En aquel momento el soldado, asistente del General y que condujera a D. Lope a su presencia, pidió desde la puerta, venia de su Señoría para servirle la cena. Concedida que le fue, se presentó llevando en las manos una sólida bandeja de plata, sacada del histórico cerro de Potosí; en ella venían dos jícaras del mismo metal colmadas del perfumado chocolate que, con el sin igual cacao de los Yungas de La Paz, se labra con primor incomparable hasta hoy, en Chuquisaca. En amor y compañía del humeante y sabroso chocolate, atraían la mirada deliciosas pastas, delicados dulces y una gran taza de garapiña, todo salido de las hábiles manos de las monjas Carmelitas, inimitables en tales confecciones, para regalía de la vista y del paladar; ventajas inapreciables de que, desde hace algunos años, nos privaron las órdenes terminantes de un austero Visitador.
Además, soportaba la amplia bandeja una botella de delicado cristal, llena de un cierto vinillo añejo de Cinti, de que sólo Podían dar fe los Privilegiados paladares de los representantes del Rey; flanqueada la chispeante botella por dos pequeñas copas dispuestas a recibir el rojo y exquisito vino.

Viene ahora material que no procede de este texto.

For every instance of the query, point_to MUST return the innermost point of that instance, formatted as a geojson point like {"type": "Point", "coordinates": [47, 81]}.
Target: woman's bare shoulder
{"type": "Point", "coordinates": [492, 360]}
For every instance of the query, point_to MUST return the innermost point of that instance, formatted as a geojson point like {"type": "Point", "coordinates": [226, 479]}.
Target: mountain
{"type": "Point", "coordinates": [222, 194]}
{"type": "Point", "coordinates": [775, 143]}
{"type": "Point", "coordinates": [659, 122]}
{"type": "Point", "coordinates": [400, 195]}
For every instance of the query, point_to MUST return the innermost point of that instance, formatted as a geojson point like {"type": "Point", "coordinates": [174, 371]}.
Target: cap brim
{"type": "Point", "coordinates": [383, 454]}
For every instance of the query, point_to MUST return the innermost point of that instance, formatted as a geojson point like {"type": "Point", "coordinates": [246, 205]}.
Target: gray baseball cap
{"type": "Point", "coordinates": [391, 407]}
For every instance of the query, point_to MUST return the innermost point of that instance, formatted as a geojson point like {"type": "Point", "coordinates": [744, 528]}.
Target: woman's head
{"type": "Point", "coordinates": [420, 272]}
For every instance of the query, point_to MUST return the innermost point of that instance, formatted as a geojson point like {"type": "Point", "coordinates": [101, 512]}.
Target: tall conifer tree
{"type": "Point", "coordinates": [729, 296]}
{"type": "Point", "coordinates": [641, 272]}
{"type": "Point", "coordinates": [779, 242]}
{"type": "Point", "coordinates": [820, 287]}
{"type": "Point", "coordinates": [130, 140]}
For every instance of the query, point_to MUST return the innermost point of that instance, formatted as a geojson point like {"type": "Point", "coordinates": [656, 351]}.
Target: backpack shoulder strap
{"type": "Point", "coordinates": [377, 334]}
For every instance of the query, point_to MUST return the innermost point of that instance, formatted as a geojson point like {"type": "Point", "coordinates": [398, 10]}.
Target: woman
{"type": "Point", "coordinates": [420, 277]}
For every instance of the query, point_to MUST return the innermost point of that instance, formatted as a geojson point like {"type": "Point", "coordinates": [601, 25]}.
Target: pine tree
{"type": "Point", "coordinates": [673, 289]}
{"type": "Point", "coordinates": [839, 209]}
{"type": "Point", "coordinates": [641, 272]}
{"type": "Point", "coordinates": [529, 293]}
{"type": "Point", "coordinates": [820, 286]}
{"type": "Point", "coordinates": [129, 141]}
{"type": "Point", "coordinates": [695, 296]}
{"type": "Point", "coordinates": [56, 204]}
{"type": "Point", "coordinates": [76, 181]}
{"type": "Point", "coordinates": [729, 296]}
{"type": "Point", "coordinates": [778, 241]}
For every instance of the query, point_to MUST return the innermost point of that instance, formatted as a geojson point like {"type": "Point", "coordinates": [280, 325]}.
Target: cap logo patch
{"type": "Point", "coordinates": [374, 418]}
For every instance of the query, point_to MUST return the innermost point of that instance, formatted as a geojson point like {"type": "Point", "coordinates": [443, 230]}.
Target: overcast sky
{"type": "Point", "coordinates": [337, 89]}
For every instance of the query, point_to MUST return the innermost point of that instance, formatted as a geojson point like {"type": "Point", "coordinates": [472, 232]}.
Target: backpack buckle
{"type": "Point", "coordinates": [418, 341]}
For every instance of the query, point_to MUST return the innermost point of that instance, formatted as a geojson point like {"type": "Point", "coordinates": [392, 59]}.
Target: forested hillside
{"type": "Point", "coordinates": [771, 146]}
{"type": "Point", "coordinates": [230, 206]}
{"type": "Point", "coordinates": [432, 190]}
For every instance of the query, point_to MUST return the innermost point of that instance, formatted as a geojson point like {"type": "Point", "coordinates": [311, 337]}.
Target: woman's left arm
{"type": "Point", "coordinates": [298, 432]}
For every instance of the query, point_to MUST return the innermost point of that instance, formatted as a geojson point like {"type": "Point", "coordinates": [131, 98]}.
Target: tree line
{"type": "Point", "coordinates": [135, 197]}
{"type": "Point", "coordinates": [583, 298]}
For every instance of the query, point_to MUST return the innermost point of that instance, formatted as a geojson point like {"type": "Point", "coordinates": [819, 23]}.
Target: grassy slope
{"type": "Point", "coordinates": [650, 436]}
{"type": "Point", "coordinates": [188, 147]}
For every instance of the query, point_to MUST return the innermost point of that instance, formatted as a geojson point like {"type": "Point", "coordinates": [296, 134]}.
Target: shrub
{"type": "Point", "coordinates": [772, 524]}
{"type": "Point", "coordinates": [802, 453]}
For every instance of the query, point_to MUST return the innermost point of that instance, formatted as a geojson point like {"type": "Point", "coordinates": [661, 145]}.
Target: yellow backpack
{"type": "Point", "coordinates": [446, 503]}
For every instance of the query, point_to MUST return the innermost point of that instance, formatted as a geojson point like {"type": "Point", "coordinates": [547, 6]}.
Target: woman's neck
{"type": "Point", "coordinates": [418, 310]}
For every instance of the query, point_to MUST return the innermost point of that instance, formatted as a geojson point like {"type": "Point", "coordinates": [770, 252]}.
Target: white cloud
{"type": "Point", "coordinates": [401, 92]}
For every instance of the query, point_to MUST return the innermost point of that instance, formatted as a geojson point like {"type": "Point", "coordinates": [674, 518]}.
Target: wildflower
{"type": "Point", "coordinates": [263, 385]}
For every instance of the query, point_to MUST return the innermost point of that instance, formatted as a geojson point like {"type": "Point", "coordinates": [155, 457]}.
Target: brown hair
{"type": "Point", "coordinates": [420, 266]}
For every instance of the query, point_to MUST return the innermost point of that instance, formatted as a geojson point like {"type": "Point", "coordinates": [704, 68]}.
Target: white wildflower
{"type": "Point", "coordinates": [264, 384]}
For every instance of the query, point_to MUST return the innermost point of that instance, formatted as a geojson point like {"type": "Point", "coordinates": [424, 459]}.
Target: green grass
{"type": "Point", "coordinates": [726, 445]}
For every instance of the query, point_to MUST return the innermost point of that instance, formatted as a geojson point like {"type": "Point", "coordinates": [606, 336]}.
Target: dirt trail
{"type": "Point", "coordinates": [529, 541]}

El asistente colocó la suculenta cena sobre la mesa redonda, que adornaba el centro de la habitación, añadiendo como aditamento, una colosal jarra llena de la cristalina y fresca agua que aún saboreamos los habitantes de Chuquisaca, y un enorme jarro que, así como la bandeja, las jícaras y la jarra, era de la plata producida por el cerro de Potosí e historiados por hábiles artífices de la Real Villa.